Prancis khawatir akan serangan balasan dari militan yang bertempur di Suriah
PARIS (AFP) – Menteri Dalam Negeri Perancis mengungkapkan pada hari Kamis bahwa ratusan militan Islam yang tumbuh di dalam negeri telah mendaftar untuk berperang di Suriah dan memperingatkan bahwa mereka dapat menimbulkan ancaman keamanan ketika mereka kembali.
Lebih dari 300 warga negara atau penduduk Perancis saat ini sedang berperang dalam perang saudara di Suriah, berencana untuk berperang atau baru saja kembali dari perang tersebut, kata menteri, Manuel Valls, kepada radio France Inter.
Kebanyakan dari mereka adalah pemuda, sering kali memiliki riwayat kriminal, dan kemudian menjadi radikal, katanya.
“Fenomena ini membuat saya khawatir karena menimbulkan potensi bahaya ketika mereka kembali ke tanah kami,” kata Valls. “Kami harus sangat berhati-hati.”
Prancis, yang memiliki populasi Muslim terbesar di Eropa Barat, telah meningkatkan pemantauan terhadap kelompok radikal Islam sejak pria bersenjata yang terinspirasi al-Qaeda, Mohamed Merah, membunuh tujuh orang di dan sekitar kota Toulouse di barat daya tahun lalu.
Belakangan diketahui bahwa Merah pernah menghabiskan waktu di Pakistan dan Afghanistan dan intelijen Prancis mengetahui kontaknya dengan militan di kedua negara tersebut.

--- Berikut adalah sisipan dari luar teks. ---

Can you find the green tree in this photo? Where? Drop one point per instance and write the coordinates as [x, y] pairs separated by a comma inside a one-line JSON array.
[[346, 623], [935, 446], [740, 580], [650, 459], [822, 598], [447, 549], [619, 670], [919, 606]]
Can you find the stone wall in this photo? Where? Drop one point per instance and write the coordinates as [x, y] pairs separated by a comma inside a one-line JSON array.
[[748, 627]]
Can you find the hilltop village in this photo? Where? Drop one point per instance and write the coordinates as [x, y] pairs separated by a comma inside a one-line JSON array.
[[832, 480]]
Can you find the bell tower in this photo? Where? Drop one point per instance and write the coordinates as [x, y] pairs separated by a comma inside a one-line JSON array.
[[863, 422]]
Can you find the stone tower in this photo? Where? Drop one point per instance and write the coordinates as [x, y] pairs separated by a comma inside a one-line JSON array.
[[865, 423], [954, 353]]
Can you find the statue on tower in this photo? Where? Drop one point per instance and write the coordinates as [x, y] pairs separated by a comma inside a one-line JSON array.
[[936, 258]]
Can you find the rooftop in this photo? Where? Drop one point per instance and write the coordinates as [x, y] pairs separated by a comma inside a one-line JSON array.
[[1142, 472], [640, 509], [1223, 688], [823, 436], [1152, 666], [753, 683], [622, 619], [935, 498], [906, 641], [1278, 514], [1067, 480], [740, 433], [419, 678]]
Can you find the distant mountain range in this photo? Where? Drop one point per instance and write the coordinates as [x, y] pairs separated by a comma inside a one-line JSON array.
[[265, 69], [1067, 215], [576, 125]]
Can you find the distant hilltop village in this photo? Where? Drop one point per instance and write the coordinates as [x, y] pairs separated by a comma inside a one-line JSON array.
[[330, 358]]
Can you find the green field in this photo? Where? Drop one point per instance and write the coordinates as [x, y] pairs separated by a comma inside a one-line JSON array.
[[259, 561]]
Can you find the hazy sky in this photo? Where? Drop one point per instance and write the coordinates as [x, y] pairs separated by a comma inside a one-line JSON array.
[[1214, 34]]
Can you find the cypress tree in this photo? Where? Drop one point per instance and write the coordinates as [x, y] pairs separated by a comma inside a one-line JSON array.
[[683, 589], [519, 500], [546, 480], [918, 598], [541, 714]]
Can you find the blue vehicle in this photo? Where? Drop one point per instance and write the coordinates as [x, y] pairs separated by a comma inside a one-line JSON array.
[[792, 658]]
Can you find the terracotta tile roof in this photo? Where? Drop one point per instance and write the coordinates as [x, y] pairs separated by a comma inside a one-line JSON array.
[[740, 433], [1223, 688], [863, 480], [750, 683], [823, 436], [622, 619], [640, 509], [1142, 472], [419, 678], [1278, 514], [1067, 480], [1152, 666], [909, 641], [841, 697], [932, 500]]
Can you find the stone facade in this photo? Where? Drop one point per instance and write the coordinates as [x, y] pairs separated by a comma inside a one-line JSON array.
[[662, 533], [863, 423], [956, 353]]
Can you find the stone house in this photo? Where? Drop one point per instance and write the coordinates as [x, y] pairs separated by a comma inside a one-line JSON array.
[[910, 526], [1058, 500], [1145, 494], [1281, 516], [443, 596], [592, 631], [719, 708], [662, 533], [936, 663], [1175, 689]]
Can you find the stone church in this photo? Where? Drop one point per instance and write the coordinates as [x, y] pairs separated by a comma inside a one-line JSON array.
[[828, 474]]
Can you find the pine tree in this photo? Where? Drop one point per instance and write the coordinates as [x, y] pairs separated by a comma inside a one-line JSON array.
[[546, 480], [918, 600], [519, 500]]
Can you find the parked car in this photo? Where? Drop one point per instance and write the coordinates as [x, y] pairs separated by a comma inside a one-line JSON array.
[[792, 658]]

Para pejabat intelijen menangkap webmaster Perancis dari sebuah situs jihad pada hari Selasa atas tuduhan “memprovokasi” terorisme, kata jaksa Paris, menambahkan bahwa pria berusia 26 tahun yang masuk Islam itu juga berperan dalam menerjemahkan majalah-majalah yang diterbitkan oleh kelompok militan Al-Qaeda. di Semenanjung Arab.
Menurut konsultan pertahanan Inggris IHS Jane’s, terdapat hingga 10.000 jihadis dari seluruh dunia yang saat ini berperang di Suriah untuk mendukung pemberontak yang berusaha menggulingkan Presiden Bashar al-Assad, yang rezimnya ingin menggantikan mereka dengan negara Islam.
Para ahli kontraterorisme khawatir serangan senjata kimia di dekat Damaskus pada tanggal 21 Agustus dapat menginspirasi lebih banyak kelompok radikal untuk melancarkan jihad, atau perang suci, di Suriah, sehingga menambah jumlah generasi baru militan yang mampu menimbulkan kekacauan ketika mereka kembali ke rumah. negara.
“Jika mereka tidak mampu mendirikan negara Islam di Suriah, mereka akan kembali dengan kecewa,” kata Marc Trevidic, hakim anti-terorisme terkemuka di Perancis, awal pekan ini.
Setidaknya satu warga negara Prancis tewas dalam pertempuran di Suriah – seorang warga kulit putih berusia 22 tahun yang masuk Islam dari Toulouse yang diidentifikasi hanya sebagai Jean-Daniel, tewas dalam bentrokan dengan pasukan pemerintah pada bulan Agustus.
Valls sebelumnya telah memperingatkan bahwa ada “beberapa lusin, mungkin beberapa ratus, calon Merah di negara kita” dan menggambarkan kehadiran mereka sebagai bom waktu.
Pada bulan Oktober 2012, polisi menembak mati tersangka pemimpin sel Islam yang diduga melakukan serangan granat di sebuah toko kelontong Yahudi di pinggiran kota Paris pada bulan sebelumnya.
Seorang jaksa telah mencap kelompok ekstremis Islam yang tumbuh di dalam negeri sebagai ancaman teror terbesar yang dihadapi negara tersebut sejak GIA yang berbasis di Aljazair melakukan serangkaian pemboman mematikan pada tahun 1990an.
Kelompok-kelompok Islam mengancam akan melakukan serangan di Perancis dan juga terhadap sasaran-sasaran Perancis setelah Paris melakukan intervensi di Mali awal tahun ini sebagai tanggapan terhadap kemajuan yang dibuat oleh kelompok-kelompok Islam yang mengambil kendali di bagian utara negara tersebut.
Mengutip laporan intelijen, Valls mengatakan ada lebih dari 130 warga atau penduduk Prancis yang saat ini berperang di Suriah, sekitar 50 orang telah kembali ke rumah, sekitar 40 orang berada di daerah transit, dan sekitar 100 orang kemungkinan akan melakukan perjalanan ke Suriah.